Stefan leaned forward, resting his face in his hands and began speaking. Hesitantly at first, but soon the words rolled out like pebbles from a sack.

‘Three years ago I was a hotshot cadet. Fifteen years old and at the top of my class. Professor Faustino, my tutor and a close family friend, had put my name forward for officer school. Then one day it all went horribly wrong. My mother called me at the academy. She needed a lift home from the clinic where she worked and I had just passed my cruiser jockey test. So I picked her up in the police cruiser. I figured I would swing by our apartment, then drop the cruiser off at Police HQ.’

Stefan kneaded his eye sockets with his fists.

‘Stupid. A police cruiser is always a target. Always. Innocent civilians are never supposed to be taken in the car. I knew that. What was I thinking?’

‘What happened?’ asked Cosmo.

‘We were halfway home when the car exploded. The boffins said it was a camouflaged mine in the chassis. They never found out who planted it.’

Stefan ran a finger along the scar at the edge of his mouth.

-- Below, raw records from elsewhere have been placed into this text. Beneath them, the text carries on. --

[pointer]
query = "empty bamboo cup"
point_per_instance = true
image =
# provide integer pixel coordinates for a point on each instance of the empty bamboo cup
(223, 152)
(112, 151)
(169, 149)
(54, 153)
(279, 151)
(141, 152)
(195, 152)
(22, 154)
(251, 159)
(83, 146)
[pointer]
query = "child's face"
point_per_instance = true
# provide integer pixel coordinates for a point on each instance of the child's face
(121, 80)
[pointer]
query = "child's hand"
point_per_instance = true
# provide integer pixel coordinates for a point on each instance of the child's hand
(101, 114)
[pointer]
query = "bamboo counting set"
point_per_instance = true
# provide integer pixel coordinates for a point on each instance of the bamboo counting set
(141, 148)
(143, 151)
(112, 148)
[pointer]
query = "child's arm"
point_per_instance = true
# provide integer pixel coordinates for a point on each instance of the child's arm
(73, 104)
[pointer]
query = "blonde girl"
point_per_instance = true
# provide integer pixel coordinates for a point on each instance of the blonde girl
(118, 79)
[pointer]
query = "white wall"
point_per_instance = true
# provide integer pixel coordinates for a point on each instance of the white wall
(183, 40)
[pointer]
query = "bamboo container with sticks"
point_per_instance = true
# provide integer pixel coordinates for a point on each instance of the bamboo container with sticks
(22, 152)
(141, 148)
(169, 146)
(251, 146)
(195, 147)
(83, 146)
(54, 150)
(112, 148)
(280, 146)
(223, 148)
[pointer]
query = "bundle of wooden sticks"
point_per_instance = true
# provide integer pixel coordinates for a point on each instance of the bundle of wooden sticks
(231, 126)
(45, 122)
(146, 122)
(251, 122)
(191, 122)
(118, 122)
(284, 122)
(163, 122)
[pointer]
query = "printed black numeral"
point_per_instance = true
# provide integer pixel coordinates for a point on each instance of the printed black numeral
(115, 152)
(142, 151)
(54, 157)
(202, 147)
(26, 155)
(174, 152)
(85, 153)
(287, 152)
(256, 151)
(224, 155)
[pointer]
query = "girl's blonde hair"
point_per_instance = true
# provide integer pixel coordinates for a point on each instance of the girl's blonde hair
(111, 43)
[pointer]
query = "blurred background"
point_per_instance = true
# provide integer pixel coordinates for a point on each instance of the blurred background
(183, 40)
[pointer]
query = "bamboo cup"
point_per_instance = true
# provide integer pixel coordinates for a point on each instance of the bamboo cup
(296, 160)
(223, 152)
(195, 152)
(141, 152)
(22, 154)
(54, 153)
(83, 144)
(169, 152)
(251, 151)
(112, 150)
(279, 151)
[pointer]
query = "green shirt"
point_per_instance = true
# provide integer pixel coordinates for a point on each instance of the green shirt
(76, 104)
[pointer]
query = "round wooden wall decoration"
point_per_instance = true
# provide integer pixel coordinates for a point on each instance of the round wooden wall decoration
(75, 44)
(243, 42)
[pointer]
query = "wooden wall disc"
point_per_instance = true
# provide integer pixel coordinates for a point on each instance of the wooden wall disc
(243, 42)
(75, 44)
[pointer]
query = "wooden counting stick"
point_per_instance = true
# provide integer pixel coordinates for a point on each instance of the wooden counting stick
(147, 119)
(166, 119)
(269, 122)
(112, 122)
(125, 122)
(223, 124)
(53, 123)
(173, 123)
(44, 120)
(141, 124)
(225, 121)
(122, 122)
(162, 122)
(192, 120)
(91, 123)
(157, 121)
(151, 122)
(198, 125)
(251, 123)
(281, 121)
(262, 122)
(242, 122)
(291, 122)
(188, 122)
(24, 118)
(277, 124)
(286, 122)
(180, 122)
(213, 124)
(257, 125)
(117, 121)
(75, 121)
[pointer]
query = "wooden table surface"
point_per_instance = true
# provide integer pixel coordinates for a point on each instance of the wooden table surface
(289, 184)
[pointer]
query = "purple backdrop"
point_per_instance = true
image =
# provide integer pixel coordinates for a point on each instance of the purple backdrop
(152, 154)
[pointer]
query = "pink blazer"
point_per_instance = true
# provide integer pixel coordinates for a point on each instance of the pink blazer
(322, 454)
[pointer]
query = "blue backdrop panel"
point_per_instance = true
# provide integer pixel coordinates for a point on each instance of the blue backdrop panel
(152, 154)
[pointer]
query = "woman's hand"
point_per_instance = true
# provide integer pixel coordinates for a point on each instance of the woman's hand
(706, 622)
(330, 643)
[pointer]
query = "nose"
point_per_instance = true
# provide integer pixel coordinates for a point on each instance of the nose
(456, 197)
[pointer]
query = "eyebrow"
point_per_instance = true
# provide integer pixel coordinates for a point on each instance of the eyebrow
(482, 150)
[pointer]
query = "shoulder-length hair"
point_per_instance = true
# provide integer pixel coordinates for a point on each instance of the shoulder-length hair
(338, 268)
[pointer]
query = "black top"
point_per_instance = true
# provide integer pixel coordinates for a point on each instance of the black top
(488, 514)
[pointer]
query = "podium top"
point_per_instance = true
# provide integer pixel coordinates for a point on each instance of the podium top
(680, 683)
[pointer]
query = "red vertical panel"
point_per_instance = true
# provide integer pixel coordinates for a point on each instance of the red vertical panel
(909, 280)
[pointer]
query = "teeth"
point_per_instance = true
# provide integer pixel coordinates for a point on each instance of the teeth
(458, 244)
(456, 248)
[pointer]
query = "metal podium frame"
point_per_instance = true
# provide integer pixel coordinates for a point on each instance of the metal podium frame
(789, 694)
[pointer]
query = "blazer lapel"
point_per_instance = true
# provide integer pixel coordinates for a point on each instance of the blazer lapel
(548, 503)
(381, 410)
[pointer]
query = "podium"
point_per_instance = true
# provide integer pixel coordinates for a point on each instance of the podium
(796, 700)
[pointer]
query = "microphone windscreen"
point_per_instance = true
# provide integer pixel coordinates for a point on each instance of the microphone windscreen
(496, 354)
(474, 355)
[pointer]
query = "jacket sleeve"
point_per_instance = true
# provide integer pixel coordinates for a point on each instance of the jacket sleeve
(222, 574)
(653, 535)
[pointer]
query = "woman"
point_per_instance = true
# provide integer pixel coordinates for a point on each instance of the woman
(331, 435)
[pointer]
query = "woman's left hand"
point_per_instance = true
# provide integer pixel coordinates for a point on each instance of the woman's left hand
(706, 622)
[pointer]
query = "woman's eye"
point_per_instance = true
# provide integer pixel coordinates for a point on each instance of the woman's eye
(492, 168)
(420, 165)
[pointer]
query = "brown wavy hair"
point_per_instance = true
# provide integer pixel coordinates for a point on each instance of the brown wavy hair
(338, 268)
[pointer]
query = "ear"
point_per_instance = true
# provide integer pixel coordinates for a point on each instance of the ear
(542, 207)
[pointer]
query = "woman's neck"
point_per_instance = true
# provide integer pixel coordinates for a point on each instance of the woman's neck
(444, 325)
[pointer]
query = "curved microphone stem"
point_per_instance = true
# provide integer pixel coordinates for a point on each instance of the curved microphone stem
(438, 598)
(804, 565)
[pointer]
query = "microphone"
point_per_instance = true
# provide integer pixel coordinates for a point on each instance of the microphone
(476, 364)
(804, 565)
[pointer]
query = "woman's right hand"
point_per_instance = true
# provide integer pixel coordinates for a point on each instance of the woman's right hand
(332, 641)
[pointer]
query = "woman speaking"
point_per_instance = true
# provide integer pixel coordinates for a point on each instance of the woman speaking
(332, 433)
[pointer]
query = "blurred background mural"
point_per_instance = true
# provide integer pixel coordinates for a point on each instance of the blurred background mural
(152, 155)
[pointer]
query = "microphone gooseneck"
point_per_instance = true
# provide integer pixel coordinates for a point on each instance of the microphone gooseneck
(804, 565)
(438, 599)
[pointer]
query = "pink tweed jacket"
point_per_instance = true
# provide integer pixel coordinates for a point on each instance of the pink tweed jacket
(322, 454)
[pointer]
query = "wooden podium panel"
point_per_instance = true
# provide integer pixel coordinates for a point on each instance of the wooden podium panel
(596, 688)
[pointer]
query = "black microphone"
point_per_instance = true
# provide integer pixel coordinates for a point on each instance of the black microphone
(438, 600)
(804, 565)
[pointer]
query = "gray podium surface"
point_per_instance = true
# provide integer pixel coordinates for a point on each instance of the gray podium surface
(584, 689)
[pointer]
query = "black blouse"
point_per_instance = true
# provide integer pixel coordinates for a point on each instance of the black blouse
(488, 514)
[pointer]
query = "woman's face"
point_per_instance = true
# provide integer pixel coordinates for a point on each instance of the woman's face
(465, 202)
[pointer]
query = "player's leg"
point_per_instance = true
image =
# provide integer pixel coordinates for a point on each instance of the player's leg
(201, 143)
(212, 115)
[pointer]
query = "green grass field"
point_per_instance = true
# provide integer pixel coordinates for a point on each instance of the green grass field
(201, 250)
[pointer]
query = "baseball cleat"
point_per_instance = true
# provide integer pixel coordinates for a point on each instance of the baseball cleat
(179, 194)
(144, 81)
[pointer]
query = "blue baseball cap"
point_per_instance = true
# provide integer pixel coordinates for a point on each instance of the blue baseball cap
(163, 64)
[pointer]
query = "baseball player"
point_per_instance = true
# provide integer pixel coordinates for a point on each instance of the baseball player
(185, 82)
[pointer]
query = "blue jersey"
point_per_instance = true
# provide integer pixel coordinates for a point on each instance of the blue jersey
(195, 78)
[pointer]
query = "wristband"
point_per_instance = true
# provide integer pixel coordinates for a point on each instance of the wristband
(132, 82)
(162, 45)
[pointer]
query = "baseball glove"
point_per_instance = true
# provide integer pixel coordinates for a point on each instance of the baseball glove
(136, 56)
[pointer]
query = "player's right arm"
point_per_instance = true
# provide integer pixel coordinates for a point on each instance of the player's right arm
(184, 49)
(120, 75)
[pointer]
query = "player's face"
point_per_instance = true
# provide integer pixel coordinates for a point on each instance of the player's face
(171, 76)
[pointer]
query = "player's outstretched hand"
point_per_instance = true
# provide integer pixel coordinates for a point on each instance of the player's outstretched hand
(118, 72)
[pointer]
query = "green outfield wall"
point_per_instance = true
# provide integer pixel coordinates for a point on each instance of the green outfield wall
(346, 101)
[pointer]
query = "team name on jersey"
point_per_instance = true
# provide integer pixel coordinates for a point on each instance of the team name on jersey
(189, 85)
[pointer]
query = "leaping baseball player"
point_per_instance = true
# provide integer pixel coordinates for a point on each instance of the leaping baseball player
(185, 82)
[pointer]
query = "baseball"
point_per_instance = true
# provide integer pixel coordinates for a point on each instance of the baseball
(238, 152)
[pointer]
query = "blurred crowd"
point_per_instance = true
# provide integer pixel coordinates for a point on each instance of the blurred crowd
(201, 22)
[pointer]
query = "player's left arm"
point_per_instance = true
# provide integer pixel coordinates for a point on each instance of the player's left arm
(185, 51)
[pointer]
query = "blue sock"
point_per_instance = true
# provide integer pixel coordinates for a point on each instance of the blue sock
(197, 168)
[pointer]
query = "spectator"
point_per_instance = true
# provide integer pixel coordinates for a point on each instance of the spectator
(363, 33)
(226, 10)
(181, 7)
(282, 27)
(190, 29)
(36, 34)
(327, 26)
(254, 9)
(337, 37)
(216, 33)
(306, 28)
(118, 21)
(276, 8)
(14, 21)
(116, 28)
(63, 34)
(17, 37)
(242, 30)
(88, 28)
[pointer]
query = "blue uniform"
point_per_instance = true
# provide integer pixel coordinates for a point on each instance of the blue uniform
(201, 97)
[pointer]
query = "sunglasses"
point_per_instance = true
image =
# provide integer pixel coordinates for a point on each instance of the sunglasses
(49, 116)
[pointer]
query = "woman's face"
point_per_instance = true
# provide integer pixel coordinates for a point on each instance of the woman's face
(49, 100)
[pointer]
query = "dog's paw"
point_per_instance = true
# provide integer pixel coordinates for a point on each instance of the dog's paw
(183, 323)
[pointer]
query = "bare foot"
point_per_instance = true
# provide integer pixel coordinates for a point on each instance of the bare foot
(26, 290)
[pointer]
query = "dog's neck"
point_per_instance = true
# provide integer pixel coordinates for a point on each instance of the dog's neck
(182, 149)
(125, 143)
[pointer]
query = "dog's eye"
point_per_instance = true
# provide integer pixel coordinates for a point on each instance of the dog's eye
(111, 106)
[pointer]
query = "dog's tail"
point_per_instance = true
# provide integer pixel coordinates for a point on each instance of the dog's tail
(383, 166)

‘I was pretty broken up. Mother was badly injured too. Very badly. But she would have lived, I’m certain of it. I’ve seen plenty of wounds and she would have lived.’

‘If it hadn’t been for the Parasites?’ guessed Cosmo.

‘Those blue devils swarmed down on us like bees to honey. And I couldn’t move, I couldn’t save her. I just lay there pinned by the cab. Watching while they sucked my mother dry. Three of them landed on me. Arms and chest. With those big eyes staring down.’

Stefan took a break, dragging a sleeve across his eyes.

‘The paramedics were there in seconds. There happened to be a unit close by. Ditto saved me with a defibrillator. But for my mother, it was too late. I was too late. I failed her.’

Cosmo thought long and hard before speaking.

‘You didn’t fail her,’ he said. ‘The Parasites are natural. You can’t fight nature.’

Stefan draped an arm around Cosmo’s shoulder.

‘Thanks, Cosmo,’ he said. ‘That’s a nice thing to say, but whales were natural and we sure got rid of them.’